|Photo by Alfred T. Palmer, 1943. Courtesy of the Library of Congress|
I am excited to announce my spring course offering for undergraduate honors students here at the University of Mississippi.
I will teach a course that examines the relationship between food and race in the mid-twentieth-century American South. The course (SST 102 Honors, Eating Jim Crow: Food in the Civil Rights Movement) will be offered through the Sally McDonnell Barksdale Honors College. Students will explore the segregation of public eating places, efforts to desegregate these spaces, and the Civil Rights Act of 1964.
The course will be divided into two parts. During the first part of the semester, students will read primary source documents and engage in class discussions about how food was implicated in the Civil Rights Movement, especially during sit-in demonstrations. They will examine the issues involved in segregated eating space, sit-in activism, and civil rights legislation. During the second part of the semester, students will engage in the practice of history by researching segregation and desegregation at public eating places in specific locations. Each student will complete a final paper based on primary sources that contributes to the historiography of civil rights.

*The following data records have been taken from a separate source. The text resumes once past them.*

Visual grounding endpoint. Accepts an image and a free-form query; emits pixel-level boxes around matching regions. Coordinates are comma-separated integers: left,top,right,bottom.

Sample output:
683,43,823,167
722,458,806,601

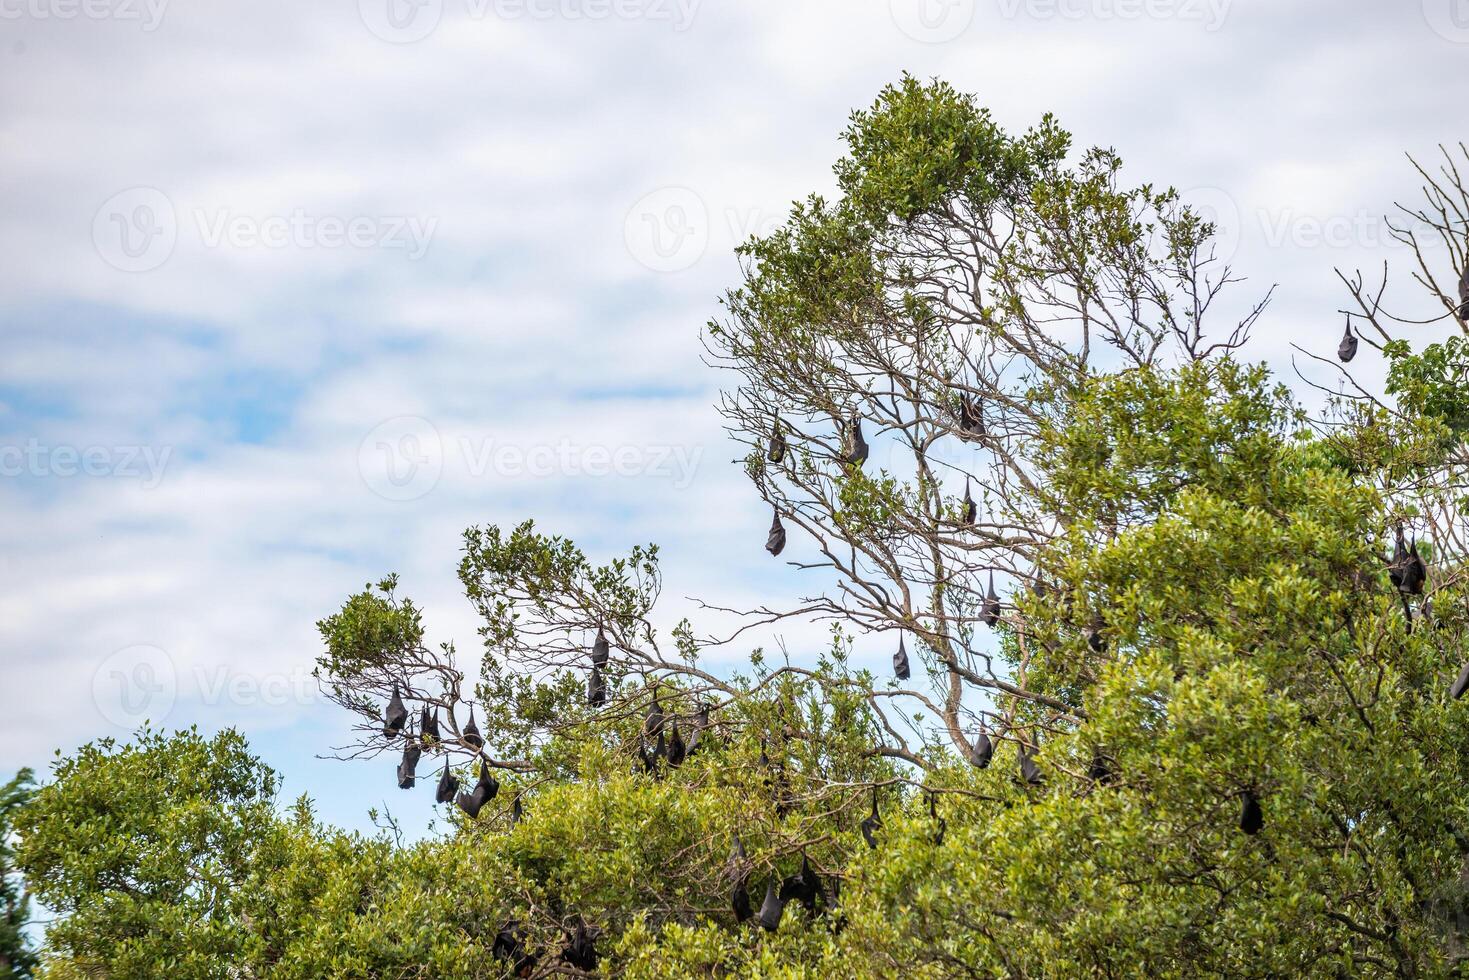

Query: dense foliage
0,769,36,980
14,80,1469,977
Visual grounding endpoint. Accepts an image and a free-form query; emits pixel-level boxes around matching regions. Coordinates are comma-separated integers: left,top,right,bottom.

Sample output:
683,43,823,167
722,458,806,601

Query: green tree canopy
0,769,37,980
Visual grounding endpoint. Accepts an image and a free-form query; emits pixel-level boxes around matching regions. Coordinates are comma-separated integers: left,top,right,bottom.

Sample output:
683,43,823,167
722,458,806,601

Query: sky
1,0,1465,835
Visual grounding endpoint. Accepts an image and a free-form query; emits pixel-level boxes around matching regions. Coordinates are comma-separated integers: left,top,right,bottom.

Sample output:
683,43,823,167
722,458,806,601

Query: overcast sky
1,0,1464,833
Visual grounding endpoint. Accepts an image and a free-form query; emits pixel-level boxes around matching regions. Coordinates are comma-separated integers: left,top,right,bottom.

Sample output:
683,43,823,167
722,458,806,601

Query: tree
14,729,282,979
0,770,37,980
16,78,1469,977
704,74,1272,766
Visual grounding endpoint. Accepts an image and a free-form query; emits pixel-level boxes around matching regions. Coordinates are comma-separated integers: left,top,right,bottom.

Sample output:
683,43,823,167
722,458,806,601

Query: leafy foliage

In addition to learning and writing about this important period in Southern history, students will also contribute to the knowledge base of the Southern Foodways Alliance as it prepares programming for the 2014 Symposium, which will mark the fiftieth anniversary of restaurant desegregation that resulted from the Civil Rights Act of 1964. A nuanced history of this period has yet to be written, but University of Mississippi honors students will help expand our collective knowledge of food and race in the South.